Fernando García Ramírez






No debería sorprender a nadie que, ante hechos de criminalidad extrema, la sociedad civil señale: “fue el Estado”. Tampoco que la sociedad se muestre fascinada con El Chapo y muy crítica con la actuación de las autoridades. No pocos se han preguntado por qué las voces se alzan airadas contra el gobierno y no contra los criminales. Tal vez legalmente no sea posible probarlo pero es claro que, en el imaginario social –expresado a través de la literatura, el cine y las artes plásticas–, el Estado es la fuente central de la violencia.

En un país en el que más de la mitad de la economía es informal, lo común es la violación de la ley. Ante cada acto de bandidaje se tiene la sospecha de que hay una autoridad detrás que protege y recibe su parte. Lo único que diferencia al delincuente del policía es el uniforme. Por lo demás sus papeles son intercambiables. En Iguala, un grupo de policías detiene a los normalistas de Ayotzinapa y los entrega a los criminales para su sacrificio. En lo alto de la pirámide, señalado de corrupción, el presidente encarga a un subordinado que lo absuelva. Criminalidad, corrupción e impunidad van de la mano.

La exaltación de los criminales no es nueva. Esta actitud hunde sus raíces en el siglo XIX y la encontramos vigente en el XXI. Héctor Domínguez Ruvalcaba la detalla en su libro Nación criminal (Ariel, 2015), luego de examinar un conjunto significativo de obras literarias y cinematográficas.

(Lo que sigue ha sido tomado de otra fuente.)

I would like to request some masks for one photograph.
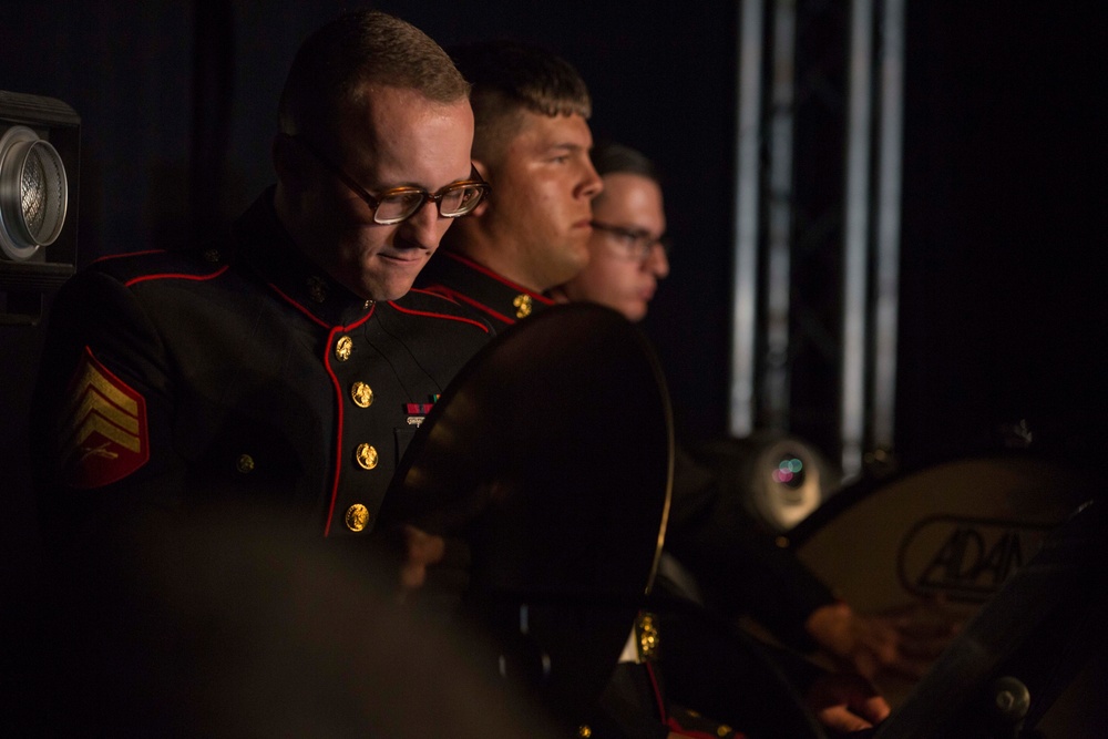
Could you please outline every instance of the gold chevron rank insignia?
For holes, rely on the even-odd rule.
[[[61,479],[73,487],[116,482],[150,459],[145,399],[88,348],[70,383],[63,418]]]

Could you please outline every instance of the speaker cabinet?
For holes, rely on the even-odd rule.
[[[76,265],[81,119],[0,90],[0,325],[37,324]]]

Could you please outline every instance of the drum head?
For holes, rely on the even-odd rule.
[[[955,459],[843,487],[786,536],[801,561],[859,612],[903,613],[937,598],[968,623],[1051,532],[1097,496],[1092,482],[1087,471],[1028,452]],[[876,681],[894,709],[914,689],[894,675]],[[1087,682],[1075,680],[1058,712],[1071,699],[1085,701]],[[1096,736],[1075,733],[1080,720],[1064,722],[1061,735]]]

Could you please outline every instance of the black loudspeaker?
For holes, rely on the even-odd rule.
[[[76,265],[81,119],[0,90],[0,325],[33,325]]]

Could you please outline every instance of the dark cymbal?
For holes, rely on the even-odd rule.
[[[444,391],[378,525],[465,538],[471,599],[541,657],[548,702],[579,707],[649,589],[671,470],[668,397],[645,338],[606,308],[555,306],[503,331]]]

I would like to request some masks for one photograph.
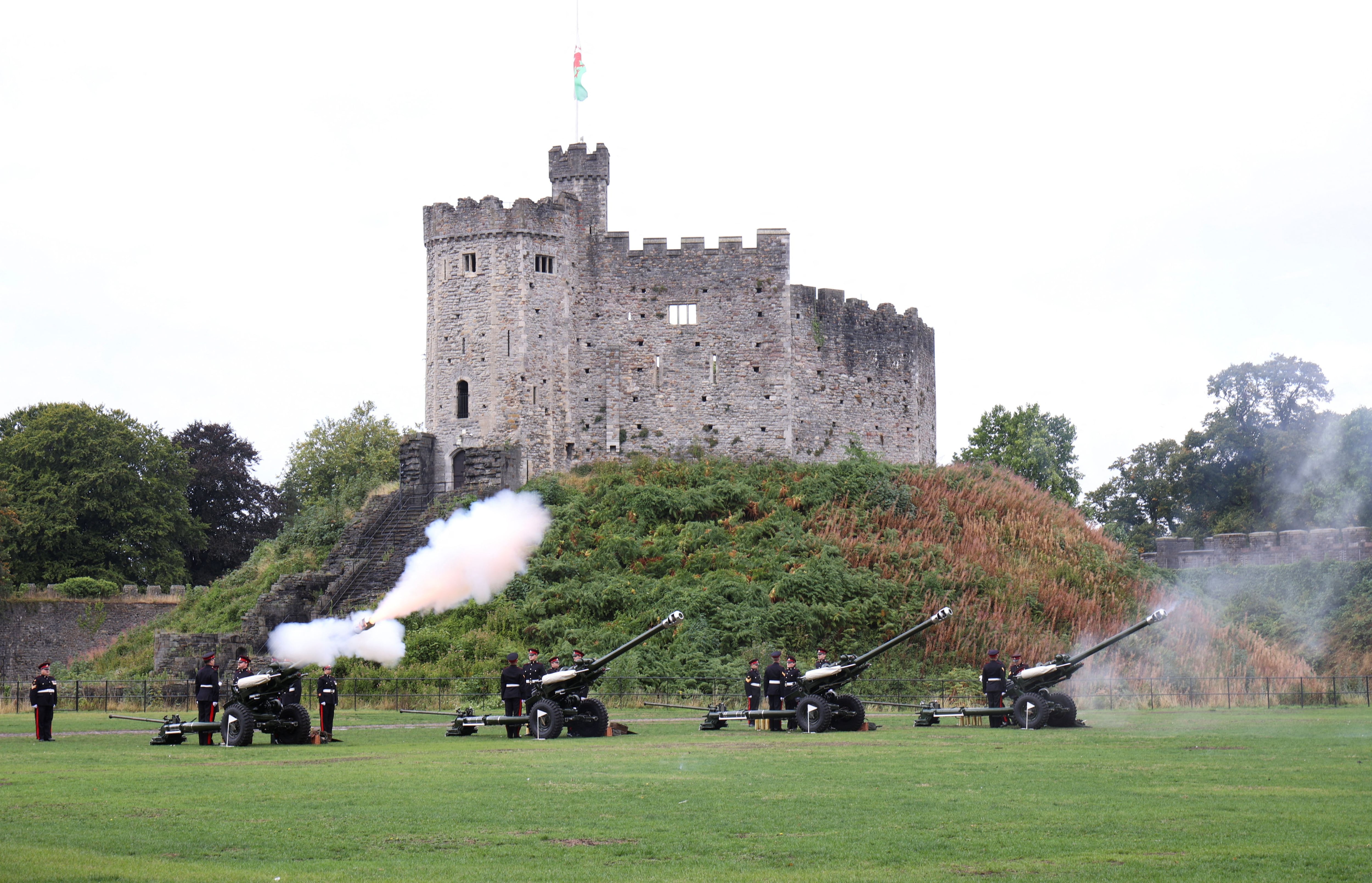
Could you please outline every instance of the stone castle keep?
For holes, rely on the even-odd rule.
[[[851,436],[934,462],[934,332],[842,291],[790,284],[790,236],[681,248],[608,229],[609,151],[547,156],[552,196],[424,208],[429,480],[701,446],[833,461]]]

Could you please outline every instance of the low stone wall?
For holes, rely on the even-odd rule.
[[[1205,537],[1200,548],[1190,536],[1163,536],[1158,537],[1158,551],[1143,558],[1172,570],[1298,561],[1368,561],[1372,559],[1372,542],[1368,528],[1217,533]]]
[[[69,664],[102,650],[177,602],[172,595],[74,599],[37,588],[8,598],[0,602],[0,680],[33,677],[44,660]]]

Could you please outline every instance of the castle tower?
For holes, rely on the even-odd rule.
[[[591,230],[604,233],[609,218],[605,191],[609,188],[609,151],[597,144],[586,152],[586,143],[558,145],[547,151],[547,180],[553,184],[553,199],[564,192],[582,202],[582,222]]]

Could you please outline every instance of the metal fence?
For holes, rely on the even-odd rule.
[[[499,679],[488,677],[342,677],[343,709],[446,710],[456,706],[499,707]],[[314,679],[302,681],[302,702],[313,705]],[[941,706],[981,705],[975,680],[864,677],[849,690],[870,705],[882,701]],[[1372,676],[1321,677],[1111,677],[1063,684],[1080,709],[1372,706]],[[643,702],[705,705],[744,702],[741,677],[605,676],[595,695],[611,707]],[[0,684],[0,709],[29,710],[29,684]],[[67,712],[191,712],[195,681],[173,679],[58,681],[58,709]],[[879,710],[875,709],[875,710]]]

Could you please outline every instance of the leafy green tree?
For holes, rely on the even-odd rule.
[[[0,418],[0,481],[18,518],[0,558],[21,583],[182,581],[181,550],[203,543],[187,507],[191,476],[185,451],[123,411],[19,409]]]
[[[257,448],[226,424],[196,421],[172,436],[191,461],[185,489],[191,516],[204,524],[204,544],[185,550],[191,577],[203,585],[248,559],[281,529],[281,494],[252,476]]]
[[[1181,527],[1184,448],[1172,439],[1140,444],[1110,469],[1113,479],[1085,495],[1083,514],[1100,522],[1125,546],[1147,551],[1154,540]]]
[[[1372,411],[1321,411],[1318,365],[1273,354],[1207,380],[1216,410],[1177,444],[1115,461],[1087,514],[1140,548],[1165,535],[1367,524],[1372,518]]]
[[[281,479],[288,511],[328,502],[358,507],[368,491],[401,472],[401,431],[362,402],[343,420],[324,418],[291,446]]]
[[[954,462],[1003,466],[1074,506],[1081,494],[1076,443],[1077,428],[1062,414],[1045,414],[1037,404],[1011,413],[997,404],[981,415]]]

Desde el siglo XIX la sociedad se identifica con el delincuente y ve al Estado como “un mal público”. Esto debido a la prolongada “relación del Estado con las organizaciones criminales”, mismo que “ha establecido las bases de un sistema de criminalidad que involucra a agentes oficiales y políticos”. La nación mexicana, dice el autor, no se sostiene en el mito del padre (del orden y la legalidad) sino en el del hijo bastardo “que nos conduce por la ruta de la legitimación de la ruptura con la ley”.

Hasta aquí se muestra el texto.